Selanjutnya, dengan suara lantang Khiu-pangcu lalu memperkenalkan perkumpulannya, betapa dua tahun yang lalu perkumpulannya menjadi makin kuat setelah memperoleh seorang ketua baru yang amat sakti. Betapa kemudian rombongan dari Gunung Cemara, perkumpulan wanita Hek-eng-pang menjadi iri dan timbul bentrokan di antara mereka sehingga terjadi pertempuran besar.

“Karena munculnya seorang tokoh rahasia yang hanya kami kenal dengan sebutan Siluman Kecil, pertempuran itu dapat dihentikan dan ketua kami berkenan mengampuni Hek-eng-pang. Akan tetapi akhir-akhir ini mereka kembali mencari gara-gara dengan mencoba untuk merebut mangsa kami, yaitu harta pusaka dari keluarga Jenderal Kao Liang yang mengundurkan diri”

Kembali Khiu Sek menceritakan semua peristiwa mengenai perebutan harta pusaka keluarga Jenderal Kao itu.

“Gara-gara ikut campurnya fihak Hek-eng-pang yang hendak merebut mangsa kami, maka semua usaha menjadi gagal dan baru-baru ini kami telah mengirim pasukan untuk menghukum Hek-eng-pang dan membakar tempat mereka! Betapapun juga, mangsa kami itu telah lolos dan harta pusaka itu lenyap tanpa bekas, kami dan Hek-eng-pang yang bentrok sendiri tidak ada yang mendapatkannya.”

“Hi-hi-hik!”

Suara tertawa merdu seorang wanita itu memecahkan kesunyian dan terdengar jelas sekali. Semua orang menengok ke arah suara ini, juga Khiu-pangcu dengan alis berkerut menoleh ke arah gadis cantik jelita yang berpakaian serba merah muda itu, karena yang tertawa adalah gadis cantik ini. Biarpun dia sudah tidak tertawa lagi, akan tetapi gadis ini masih menutupi mulutnya dengan tangan, dan matanya berseri menahan kegelian hatinya.

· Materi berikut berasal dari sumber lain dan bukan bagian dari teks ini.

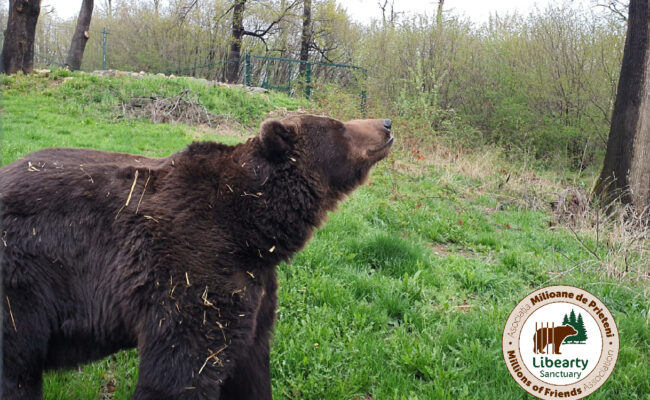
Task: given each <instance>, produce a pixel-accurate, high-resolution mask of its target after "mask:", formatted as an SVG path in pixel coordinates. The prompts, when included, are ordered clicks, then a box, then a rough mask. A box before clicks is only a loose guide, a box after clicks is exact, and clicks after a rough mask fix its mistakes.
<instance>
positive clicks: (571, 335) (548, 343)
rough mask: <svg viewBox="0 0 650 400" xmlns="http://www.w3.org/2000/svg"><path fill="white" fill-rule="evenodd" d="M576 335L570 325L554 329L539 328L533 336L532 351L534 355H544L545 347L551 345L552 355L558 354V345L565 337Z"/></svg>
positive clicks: (547, 328)
mask: <svg viewBox="0 0 650 400" xmlns="http://www.w3.org/2000/svg"><path fill="white" fill-rule="evenodd" d="M576 334H578V331H576V330H575V329H574V328H573V327H572V326H571V325H561V326H556V327H554V328H550V327H549V328H539V329H538V330H537V331H536V332H535V334H534V335H533V346H534V347H533V351H534V352H535V354H545V353H544V349H545V348H546V346H547V345H553V348H552V350H551V351H552V352H553V354H562V353H560V345H561V344H562V342H563V341H564V339H565V338H566V337H567V336H573V335H576Z"/></svg>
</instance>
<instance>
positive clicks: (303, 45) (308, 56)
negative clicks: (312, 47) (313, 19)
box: [298, 0, 311, 76]
mask: <svg viewBox="0 0 650 400" xmlns="http://www.w3.org/2000/svg"><path fill="white" fill-rule="evenodd" d="M310 44H311V0H304V1H303V11H302V38H301V41H300V61H305V62H307V61H309V45H310ZM306 68H307V64H305V63H300V66H299V67H298V71H299V72H300V75H301V76H302V75H303V74H304V73H305V69H306Z"/></svg>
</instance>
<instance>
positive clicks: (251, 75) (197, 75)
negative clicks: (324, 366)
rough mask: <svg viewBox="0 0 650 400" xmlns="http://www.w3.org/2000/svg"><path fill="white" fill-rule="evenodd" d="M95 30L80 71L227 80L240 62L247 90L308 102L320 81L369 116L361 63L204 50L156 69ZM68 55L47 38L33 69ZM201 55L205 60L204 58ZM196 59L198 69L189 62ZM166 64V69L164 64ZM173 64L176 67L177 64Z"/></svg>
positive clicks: (121, 46) (366, 94)
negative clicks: (256, 91)
mask: <svg viewBox="0 0 650 400" xmlns="http://www.w3.org/2000/svg"><path fill="white" fill-rule="evenodd" d="M53 26H54V29H55V30H56V29H66V30H69V29H72V28H71V27H70V26H67V25H66V26H65V27H61V26H58V25H56V24H55V25H53ZM92 31H93V34H91V35H90V37H91V38H90V41H89V42H88V44H87V46H86V51H85V53H86V54H85V56H84V62H83V64H82V69H85V70H95V69H104V70H106V69H109V68H111V69H123V70H127V71H128V70H133V71H135V70H138V71H139V70H145V71H147V72H151V73H159V72H162V73H165V74H167V75H171V74H176V75H190V76H194V77H200V78H206V79H210V80H225V77H226V69H227V68H229V66H230V65H231V64H233V63H237V64H238V67H239V69H238V73H237V79H236V81H237V82H239V83H242V84H244V85H246V86H260V87H263V88H266V89H269V90H276V91H283V92H286V93H287V94H288V95H295V94H296V93H303V95H304V96H305V97H306V98H308V99H309V98H310V97H312V95H313V92H314V90H316V88H317V87H318V86H319V83H336V84H338V85H339V86H341V87H344V88H348V89H350V90H352V91H353V92H357V93H358V94H359V96H360V106H361V109H362V110H363V111H364V112H365V105H366V102H367V92H366V90H365V80H366V78H367V70H366V69H365V68H363V67H361V66H358V65H351V64H343V63H336V62H324V61H317V60H314V61H305V60H299V59H294V58H287V57H278V56H272V55H261V54H252V53H248V52H245V53H242V55H241V57H239V58H233V59H227V57H226V56H225V54H226V53H225V49H217V48H214V49H213V48H211V49H204V50H202V51H203V53H202V54H203V55H202V56H199V57H195V56H193V55H192V54H189V53H188V54H184V53H177V54H176V56H175V57H174V59H175V60H173V59H169V60H168V59H165V58H164V57H162V56H158V58H157V60H158V64H162V66H159V67H155V66H152V65H156V63H154V64H149V62H148V60H146V59H145V58H142V59H138V58H139V54H137V53H136V54H134V55H131V57H129V56H128V55H127V53H124V51H123V45H124V40H122V39H123V38H121V37H120V32H118V31H113V32H111V31H109V29H107V28H106V27H103V28H94V29H92ZM1 36H2V32H0V38H1ZM208 50H209V52H208ZM66 52H67V44H62V43H58V42H51V41H50V42H48V41H47V38H45V39H43V42H42V43H40V42H39V41H38V40H37V43H36V48H35V53H34V62H35V65H37V66H58V67H63V66H64V57H65V53H66ZM204 53H205V54H204ZM197 54H198V53H197ZM206 54H209V56H207V55H206ZM201 57H203V58H204V59H203V60H201ZM192 59H193V60H192ZM183 60H185V65H183ZM192 61H193V62H194V65H192V64H191V62H192ZM201 61H203V62H201ZM206 61H208V62H206ZM165 64H167V65H166V66H165ZM170 64H172V65H170ZM173 64H176V65H175V66H173ZM147 65H149V66H147Z"/></svg>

Merah muka Khiu Sek karena dia merasa ditertawakan. Akan tetapi, sebagai seorang tuan rumah, dia menahan kemarahannya dan dengan suara lantang dia menegur,

“Harap Ang-siocia suka menjelaskan mengapa mentertawakan kami?” Lalu ditambahkannya untuk memperkenalkan nona itu kepada para tamu, “Cu-wi sekalian, yang baru saja tertawa adalah Ang-siocia, murid yang mewakili gurunya hadir di sini, yaitu Hek-sin Tou-wong!”

Mendengar nama Hek-sin Touw-wong, semua orang memandang kagum. Raja Maling itu terkenal sekali, dan baru sekarang mereka melihat bahwa Raja Maling yang menyeramkan itu mempunyai seorang murid yang demikian cantiknya, yang pakaiannya serba merah muda dan rapi sehingga kelihatan seperti seorang gadis bangsawan saja!